第七十八章 豫南空
    王大勇没走。

    他立在赵木成身侧,瞅着那些散去的背影,压低声气:“大人,吕二禄那头,要不要再安抚一下?”

    赵木成摇摇头:“不用。他没出死力,自己心里清楚。我留着他性命,给他保留了级别,已经是仁至义尽。”

    王大勇点点头,不再言传。

    天边最后一抹馀晖沉进地平线下。

    营里的喧嚣慢慢落下去,肉香也淡了,只剩下火把的光在夜风里晃晃悠悠。兵士们三三两两围坐在营火旁,有人还在小声议论白天的封赏,有人在揩刀,有人已经裹着毯子睡沉了。

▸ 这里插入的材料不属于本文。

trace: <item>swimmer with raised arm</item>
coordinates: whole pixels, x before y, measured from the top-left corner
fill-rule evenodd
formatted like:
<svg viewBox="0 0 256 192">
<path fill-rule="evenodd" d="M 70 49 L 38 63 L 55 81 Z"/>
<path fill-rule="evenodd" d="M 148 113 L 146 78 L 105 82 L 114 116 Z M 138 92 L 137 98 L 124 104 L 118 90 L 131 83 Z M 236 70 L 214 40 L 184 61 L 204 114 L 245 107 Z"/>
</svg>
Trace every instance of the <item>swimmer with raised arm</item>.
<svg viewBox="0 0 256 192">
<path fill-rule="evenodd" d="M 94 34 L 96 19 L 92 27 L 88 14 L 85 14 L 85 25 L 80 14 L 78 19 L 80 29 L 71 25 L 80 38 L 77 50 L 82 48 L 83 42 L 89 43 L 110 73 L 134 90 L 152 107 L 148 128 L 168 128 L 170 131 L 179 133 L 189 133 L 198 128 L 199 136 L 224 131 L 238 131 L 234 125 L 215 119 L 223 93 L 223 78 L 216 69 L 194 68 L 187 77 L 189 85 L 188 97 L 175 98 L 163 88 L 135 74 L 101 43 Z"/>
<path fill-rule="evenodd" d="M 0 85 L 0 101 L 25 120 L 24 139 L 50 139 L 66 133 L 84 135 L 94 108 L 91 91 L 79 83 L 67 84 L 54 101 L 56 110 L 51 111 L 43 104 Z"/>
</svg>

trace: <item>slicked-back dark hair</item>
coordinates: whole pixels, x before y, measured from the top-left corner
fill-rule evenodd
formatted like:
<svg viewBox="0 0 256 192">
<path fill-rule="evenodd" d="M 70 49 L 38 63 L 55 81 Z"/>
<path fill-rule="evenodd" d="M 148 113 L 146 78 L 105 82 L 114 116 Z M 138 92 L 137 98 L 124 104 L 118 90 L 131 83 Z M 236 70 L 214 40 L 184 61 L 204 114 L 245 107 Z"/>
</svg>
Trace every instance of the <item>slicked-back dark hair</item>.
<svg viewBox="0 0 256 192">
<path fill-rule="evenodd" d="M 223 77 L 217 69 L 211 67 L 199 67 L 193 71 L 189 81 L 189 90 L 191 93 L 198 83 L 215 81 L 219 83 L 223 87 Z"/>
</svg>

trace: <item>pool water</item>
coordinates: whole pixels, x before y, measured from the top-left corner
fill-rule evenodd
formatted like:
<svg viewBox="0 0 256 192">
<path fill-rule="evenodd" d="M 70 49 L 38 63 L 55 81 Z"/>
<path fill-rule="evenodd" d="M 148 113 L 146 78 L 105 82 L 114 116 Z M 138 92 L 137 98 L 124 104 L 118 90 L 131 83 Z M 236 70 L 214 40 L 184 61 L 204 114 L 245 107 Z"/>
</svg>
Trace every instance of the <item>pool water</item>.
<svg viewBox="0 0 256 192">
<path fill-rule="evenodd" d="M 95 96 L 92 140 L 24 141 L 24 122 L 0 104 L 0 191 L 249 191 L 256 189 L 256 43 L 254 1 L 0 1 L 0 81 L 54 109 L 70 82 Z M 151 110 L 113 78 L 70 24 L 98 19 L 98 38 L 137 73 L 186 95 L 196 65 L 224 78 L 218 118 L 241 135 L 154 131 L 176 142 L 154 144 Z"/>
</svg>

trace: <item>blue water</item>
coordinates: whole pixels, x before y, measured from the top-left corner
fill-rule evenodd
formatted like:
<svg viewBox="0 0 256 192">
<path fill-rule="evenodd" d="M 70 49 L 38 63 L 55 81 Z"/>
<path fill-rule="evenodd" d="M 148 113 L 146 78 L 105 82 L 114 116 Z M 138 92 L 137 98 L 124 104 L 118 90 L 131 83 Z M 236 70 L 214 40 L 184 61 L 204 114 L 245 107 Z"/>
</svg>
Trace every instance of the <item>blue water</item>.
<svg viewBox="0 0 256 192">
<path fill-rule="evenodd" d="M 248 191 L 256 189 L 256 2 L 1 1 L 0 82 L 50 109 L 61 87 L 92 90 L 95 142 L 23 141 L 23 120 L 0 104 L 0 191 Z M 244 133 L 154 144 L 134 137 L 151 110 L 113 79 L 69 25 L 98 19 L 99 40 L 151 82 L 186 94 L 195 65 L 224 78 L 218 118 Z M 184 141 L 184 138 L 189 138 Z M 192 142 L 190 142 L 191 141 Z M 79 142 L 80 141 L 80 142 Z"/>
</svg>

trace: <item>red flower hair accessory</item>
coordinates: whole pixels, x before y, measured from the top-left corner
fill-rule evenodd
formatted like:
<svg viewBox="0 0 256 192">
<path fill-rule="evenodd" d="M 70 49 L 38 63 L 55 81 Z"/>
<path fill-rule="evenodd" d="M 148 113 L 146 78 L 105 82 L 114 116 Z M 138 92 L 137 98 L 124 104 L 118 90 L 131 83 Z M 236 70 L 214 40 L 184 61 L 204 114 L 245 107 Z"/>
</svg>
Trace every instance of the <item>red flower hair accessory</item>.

    赵木成站在营帐门口,瞅着这片渐次安宁的光景。

    忽然,营门外又响起急促的马蹄声。

    那节奏,比白天更急。

    一个传令兵几乎是滚下马背的,鞋底在营门口的石板上蹭出刺耳的声儿。他怀里揣着信,脸上全是尘土,嘴唇干裂,分明是赶了急路。

    “监军大人!蒙城急报!”

    赵木成接过信,拆开。

    信纸上只有一行字,笔迹比白天那封更潦草,几乎是在马背上写的:

    军情紧急,明儿一早,速至蒙城。

    没解释,没寒喧。

    赵木成把信折起来,揣进怀里。

    他转过身,对着已闻讯赶来的王大勇、赵木功、郑大斗三人,只撂一句话:

    “把各旅卒长以上叫来。连夜议事。”

    蒙城那头,分明是出了事。

    赵木成不晓得是张乐行的里应外合出了麻达,还是清妖添了援兵,还是旁的啥变故。

    可有一桩他清楚:

    歇息的时辰,过咧。

    明儿一早,这支刚打了胜仗、吃上肉的队伍,又得拉起来。

    他转身走进营帐。

    桌上摊着地图,油灯的火苗在夜风里跳。

    明儿,要赶路了。

    翌日天还麻苍苍的,马家圩的营盘就活泛开了。

    说是活泛,其实也就是比平日起得更早些。炊事兵摸黑把昨夜剩的肉汤烧滚,每人分到一碗,泡着干饼子稀里呼噜扒进肚里。没人抱怨起得太早,昨儿刚吃了顿扎实的油水,肚子里有货,嗓子眼里有油,走路都觉得腿脚轻省了几分。

    赵木成站在营门口,瞅着这支渐渐有了些模样的队伍在晨雾里列阵。

    两千人,说多不多,说少不少。

    刚来马家圩时,这些人还是从各旅临时拼凑的杂牌。拔营时,各旅的旗号已认得清了。王大勇的第三旅走在前头,郑大斗的第一旅紧跟着。这老郑昨儿得了三百两赏银,一宿没睡踏实,天不亮就爬起来把全旅的人点了一遍,这阵走在路上还时不时回头吆喝两声,嗓门亮得能传出三里地。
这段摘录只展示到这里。